After a tough 2022, global equity markets have made a solid start to this year. Along with signs of easing inflationary pressure, the better-than-expected fourth-quarter gross domestic product of the United States drove the equity markets higher. However, monetary-tightening initiatives by central banks worldwide and ongoing geopolitical tensions are still a concern.
Meanwhile, the following three defensive stocks could help you ride out the uncertain market conditions.
Telus
Telecommunication companies are among the safest due to their recurring revenue streams, rising demand due to digitization, and a higher entry barrier for new entrants. So, I have selected Telus (TSX:T) as my first pick. Supported by its capital investments, bundled product offerings, and solid execution, the company added around one million customers in 2022. Meanwhile, the company plans to invest approximately $2.6 billion this year to expand its PureFibre network, accelerate copper-to-fibre migration, and increase its 5G coverage.
The acquisition of LifeWorks in September has strengthened its position in the growing telehealthcare sector. Its other tech-related segment, TELUS Agriculture and Consumer Goods, is growing in double digits amid acquisitions and organic growth. So, the company’s growth prospects look healthy. Meanwhile, Telus’s management has provided optimistic guidance for this year, with its operating revenue projected to grow 11-14%. The management expects its adjusted EBITDA (earnings before interest, taxes, depreciation, and amortization) to grow by 9.5-11% while generating free cash flows of $2 billion.

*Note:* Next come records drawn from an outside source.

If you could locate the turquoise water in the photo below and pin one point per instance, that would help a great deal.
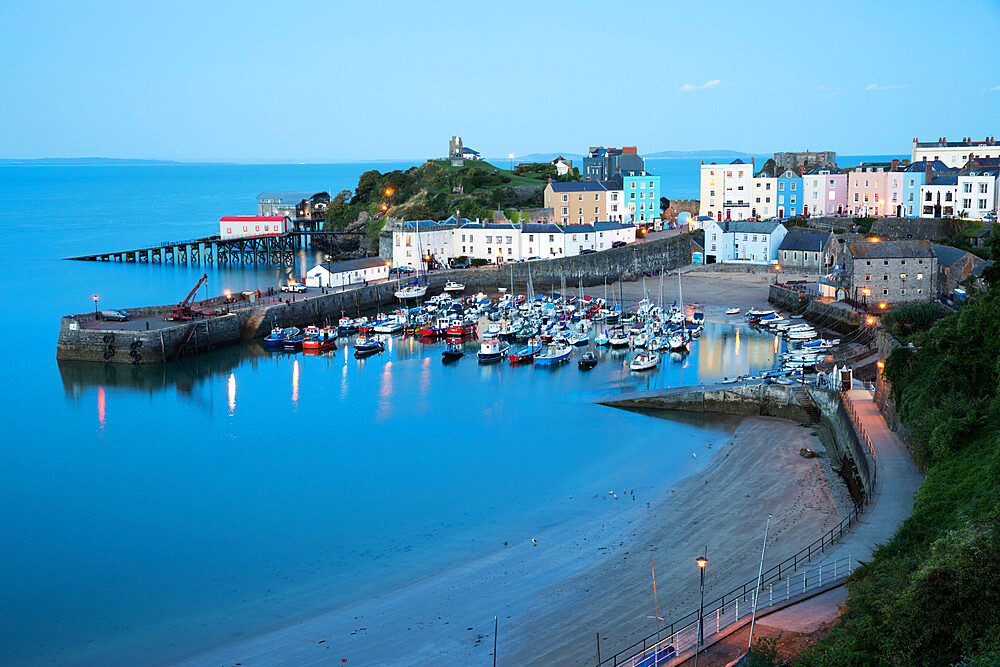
(150, 513)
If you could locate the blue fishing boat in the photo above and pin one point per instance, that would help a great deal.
(553, 355)
(278, 335)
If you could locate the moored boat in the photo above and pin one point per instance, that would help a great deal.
(644, 361)
(587, 361)
(492, 349)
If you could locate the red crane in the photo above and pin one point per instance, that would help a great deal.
(182, 312)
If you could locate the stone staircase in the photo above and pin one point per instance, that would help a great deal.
(253, 323)
(803, 399)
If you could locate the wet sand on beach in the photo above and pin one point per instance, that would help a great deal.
(553, 595)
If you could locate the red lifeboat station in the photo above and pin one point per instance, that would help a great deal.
(241, 226)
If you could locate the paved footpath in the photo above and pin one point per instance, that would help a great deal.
(892, 503)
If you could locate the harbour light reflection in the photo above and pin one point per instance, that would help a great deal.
(100, 407)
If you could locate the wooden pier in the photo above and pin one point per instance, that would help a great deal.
(278, 250)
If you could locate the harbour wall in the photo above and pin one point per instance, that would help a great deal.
(834, 425)
(79, 342)
(815, 309)
(628, 263)
(770, 400)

Telus has also raised its dividends for the last 13 consecutive years and planned to maintain its current dividend-growth program until 2025. Considering all these factors, I believe Telus would be an excellent buy in this uncertain environment.
Fortis
Fortis (TSX:FTS) is another excellent defensive stock to have in your portfolio. Supported by its regulated, low-risk utility asset base, the company meets the electric and natural gas needs of 3.4 million customers. Meanwhile, the company has delivered an average annual total shareholders return of 11.3% for the last 20 years, outperforming the broader equity market. It has also raised its dividend for 49 consecutive years, while its forward yield stands at 4.05%.
Despite the concerns over rising interest rates and inflation, I believe Fortis is an excellent defensive bet, as it has managed to maintain its operating cost growth rate below inflation for the last five years. The company has planned to grow its rate base at a CAGR (compound annual growth rate) of 6.2% through 2027 with a capital investment of $22.3 billion. The rate base growth could boost its financials in the coming years. Amid its solid underlying business and growth initiatives, the company’s management hopes to raise its dividend by 4-6% annually over the next five years.
Waste Connections
My final pick is Waste Connections (TSX:WCN). Despite the challenging environment, the waste management company grew its 2022 revenue and adjusted EPS (earnings per share) by 17.2% and 18.3%, respectively. Supported by its strong financials, the company delivered 4.8% returns last year, outperforming the broader equity markets. It was the 18th consecutive year of positive shareholder returns.
Meanwhile, given its continued expansion in North America, I expect the uptrend to continue. The company’s management expects its revenue and adjusted EBITDA to grow by 11.6% and 12.6%, respectively. The company also hopes to generate US$1.225 billion of adjusted free cash flows. So, I expect the company, which has also raised its dividends for the last 12 years in double digits to maintain its dividend growth.